En un giro sorpresivo y poco habitual, la Comisión Disciplinaria de la FIFA decidió suspender de forma cautelar la tarjeta roja y la sanción de un partido impuesta al delantero estadounidense Folarin Balogun. Esto permite que el jugador del Mónaco esté disponible para el partido de octavos de final del Mundial 2026 contra Bélgica.
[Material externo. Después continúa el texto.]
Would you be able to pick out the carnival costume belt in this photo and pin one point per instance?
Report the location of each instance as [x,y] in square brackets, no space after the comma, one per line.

Balogun, figura de Estados Unidos, había marcado un gol justo antes de la expulsión y su suspensión por un partido era automática, sin apelación posible. Sin embargo, la FIFA optó por suspender la sanción y el atacante podrá jugar ante Bélgica.
Una medida inusual, especialmente porque la selección estadounidense no había presentado una apelación formal.
Trump agradeció a la FIFA
El propio presidente Donald Trump celebró públicamente la decisión y a través de su plataforma Truth Social, escribió: “Thank you to Fifa for doing what was right, and reversing a great injustice!” (¡Gracias a la FIFA por hacer lo correcto y revertir una gran injusticia!).
Previamente, los hinchas estadounidenses y la prensa habían pedido irónicamente que Trump intervenga como anfitrión del Mundial y aprovechando su vínculo cercano con el presidente de la FIFA, Gianni Infantino.
En ese sentido, el periodista inglés Ben Jacobs publicó que Infantino recibió una llamada directa de la Casa Blanca para revocar la tarjeta roja
Alivio en Estados Unidos y polémica en el Mundial 2026
La resolución de la FIFA es un gran alivio para Mauricio Pochettino y la selección estadounidense, ya que Balogun, quien había expresado que la expulsión era injusta, es una de sus piezas clave.
Mientras tanto, se ha generado un fuerte debate sobre las decisiones arbitrales, la consistencia de la FIFA y la influencia del Mundial en el contexto político y social de Estados Unidos.